The blue-haired sister directed their attention towards the turning wheel, the weighted spoke had moved towards the bottom. Hildur slithered to the wheel. “Of course!” she said with a flash of inspiration. “How doth I ignore something so obvious as that? Sisters, help me turn the wheel!”
Charlotte noticed the sisters had seen the effects of her spell. The voice had an idea.
“Perhaps it is fortuitous,” the entity said from afar. “But they must not reach the well. Use your skill of the arcane and ensure those fools do not follow us!”
Charlotte was left with no choice but to comply. She walked toward the path, unnoticed by the sisters.
“Heave…ho!” Hildur said as the three toiled to turn the heavy wheel, not looking back to the little alraune child behind them.
Charlotte moved to create a glyph on the ground, that once activated would increase gravity around the area. As she worked on the spell, the three witches continued to rotate the wheel. The counterclockwise motions slowly lifted the final floodgate.
Charlotte finished her glyph and hastily covered it with mud. As she did she noticed Grisella’s head had begun to turn back and rushed back into the foliage.
The dormarch looked back and saw nothing, yet her nose picked up the sweet scent of the alraune. “Eldest Sister,” she said.
“What?” Hildur said as she and Savina struggled to complete the wheel’s revolution.

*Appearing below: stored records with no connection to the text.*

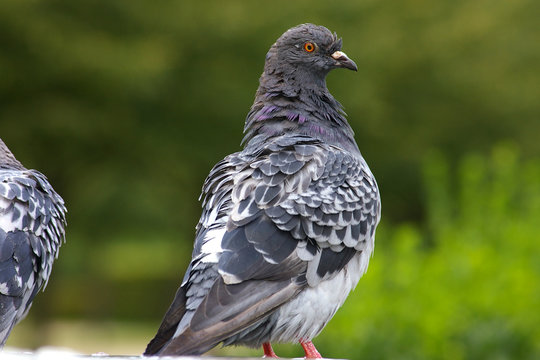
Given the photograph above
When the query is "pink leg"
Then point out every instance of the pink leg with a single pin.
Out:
(268, 351)
(310, 350)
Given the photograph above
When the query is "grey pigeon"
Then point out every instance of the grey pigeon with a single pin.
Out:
(32, 220)
(288, 223)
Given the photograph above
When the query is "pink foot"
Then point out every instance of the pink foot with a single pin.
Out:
(268, 351)
(310, 350)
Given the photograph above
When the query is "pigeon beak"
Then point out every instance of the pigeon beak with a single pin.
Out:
(342, 60)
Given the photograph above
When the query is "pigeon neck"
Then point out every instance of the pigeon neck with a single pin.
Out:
(284, 109)
(7, 159)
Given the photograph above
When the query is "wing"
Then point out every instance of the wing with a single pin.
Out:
(32, 219)
(275, 220)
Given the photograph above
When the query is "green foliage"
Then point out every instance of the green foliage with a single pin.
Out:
(467, 286)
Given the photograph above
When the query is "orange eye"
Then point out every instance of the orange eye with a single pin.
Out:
(309, 47)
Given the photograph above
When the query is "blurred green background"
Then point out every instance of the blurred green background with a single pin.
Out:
(126, 106)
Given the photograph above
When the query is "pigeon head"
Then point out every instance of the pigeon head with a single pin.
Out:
(305, 54)
(292, 97)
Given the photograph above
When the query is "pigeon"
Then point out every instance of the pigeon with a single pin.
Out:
(32, 222)
(288, 223)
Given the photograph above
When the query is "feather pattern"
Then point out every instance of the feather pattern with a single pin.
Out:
(32, 221)
(288, 223)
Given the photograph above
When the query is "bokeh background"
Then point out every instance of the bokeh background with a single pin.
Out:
(126, 106)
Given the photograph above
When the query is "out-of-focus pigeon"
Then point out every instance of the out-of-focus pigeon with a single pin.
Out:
(288, 223)
(32, 220)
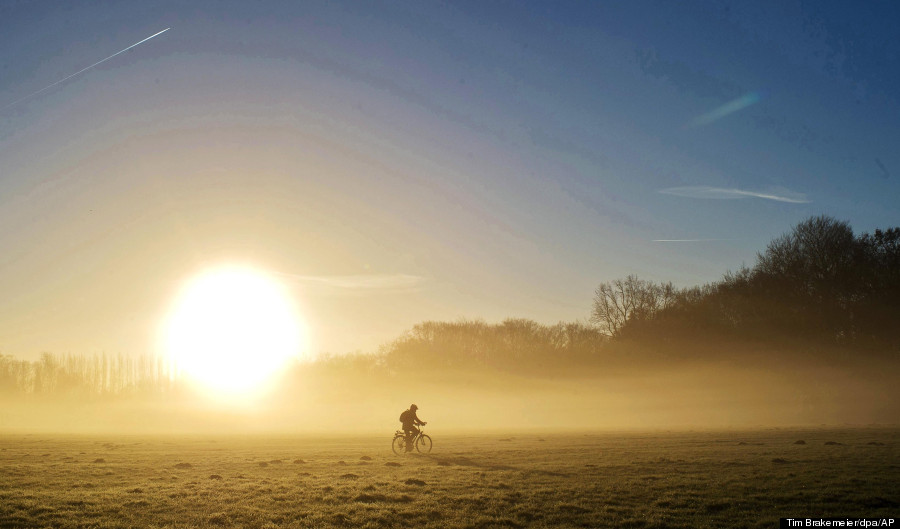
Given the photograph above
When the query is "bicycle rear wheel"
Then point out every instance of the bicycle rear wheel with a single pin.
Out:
(399, 445)
(423, 444)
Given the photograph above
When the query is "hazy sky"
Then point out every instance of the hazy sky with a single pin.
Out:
(405, 161)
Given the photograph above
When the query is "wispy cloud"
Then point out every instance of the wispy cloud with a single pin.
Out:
(728, 108)
(690, 240)
(722, 193)
(359, 282)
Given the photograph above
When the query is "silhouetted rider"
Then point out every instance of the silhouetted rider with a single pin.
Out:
(409, 420)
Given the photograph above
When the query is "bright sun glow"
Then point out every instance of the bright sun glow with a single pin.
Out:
(232, 329)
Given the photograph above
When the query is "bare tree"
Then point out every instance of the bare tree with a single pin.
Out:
(623, 300)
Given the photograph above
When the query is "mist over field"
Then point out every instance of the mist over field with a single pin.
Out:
(803, 338)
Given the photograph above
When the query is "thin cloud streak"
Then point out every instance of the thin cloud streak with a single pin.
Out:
(360, 282)
(725, 110)
(721, 193)
(691, 240)
(64, 79)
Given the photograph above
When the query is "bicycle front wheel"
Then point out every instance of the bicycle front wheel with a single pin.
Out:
(423, 444)
(399, 445)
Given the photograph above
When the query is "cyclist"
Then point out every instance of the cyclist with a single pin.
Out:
(409, 420)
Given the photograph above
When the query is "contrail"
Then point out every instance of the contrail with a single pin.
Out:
(728, 108)
(82, 70)
(691, 240)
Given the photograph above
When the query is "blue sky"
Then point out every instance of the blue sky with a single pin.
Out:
(403, 161)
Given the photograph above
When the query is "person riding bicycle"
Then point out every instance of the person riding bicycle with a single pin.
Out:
(409, 420)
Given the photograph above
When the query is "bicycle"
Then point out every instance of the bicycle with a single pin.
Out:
(421, 442)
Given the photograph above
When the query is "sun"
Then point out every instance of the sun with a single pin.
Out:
(231, 329)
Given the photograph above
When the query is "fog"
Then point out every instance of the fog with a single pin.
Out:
(360, 395)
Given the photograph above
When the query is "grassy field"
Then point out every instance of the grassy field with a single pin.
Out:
(725, 479)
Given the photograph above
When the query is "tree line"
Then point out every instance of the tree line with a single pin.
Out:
(818, 283)
(86, 375)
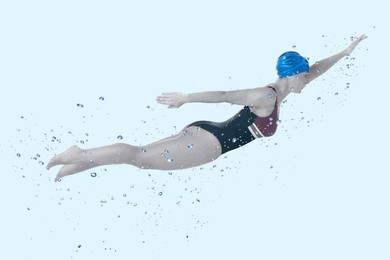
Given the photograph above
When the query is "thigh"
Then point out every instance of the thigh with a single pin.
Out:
(192, 147)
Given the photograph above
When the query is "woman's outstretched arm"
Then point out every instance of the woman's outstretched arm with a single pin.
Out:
(250, 97)
(320, 67)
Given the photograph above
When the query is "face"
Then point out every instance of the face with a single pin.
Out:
(297, 82)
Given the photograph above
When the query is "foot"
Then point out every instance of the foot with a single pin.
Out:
(70, 156)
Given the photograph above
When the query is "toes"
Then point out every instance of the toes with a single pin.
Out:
(51, 163)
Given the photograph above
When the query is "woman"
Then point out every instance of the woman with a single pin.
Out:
(202, 142)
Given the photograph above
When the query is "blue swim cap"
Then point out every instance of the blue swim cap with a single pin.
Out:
(291, 63)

“There is a child here,” Grisella said. “I can smell it. The scent is unmistakable.”
A click was heard. The wheel stopped, and its position indicated that its task was finished and the flames changed their path to lead elsewhere. Hildur rubbed her hands. “Mayhaps we can take a small detour on the way?” she said with a subtle malevolence.
“A small snack wouldst be suited for the road,” Grisellda answered with a scheming tone.
Charlotte realized they were coming after her and rushed away, awaking her that in their attempt to follow her they would fall into ehr trap. Sure enough as the three Weywards walked onto the obscured glyph, the gravity was increased around them, the grove gave way beneath them and they unwittingly fell into an underground crevasse.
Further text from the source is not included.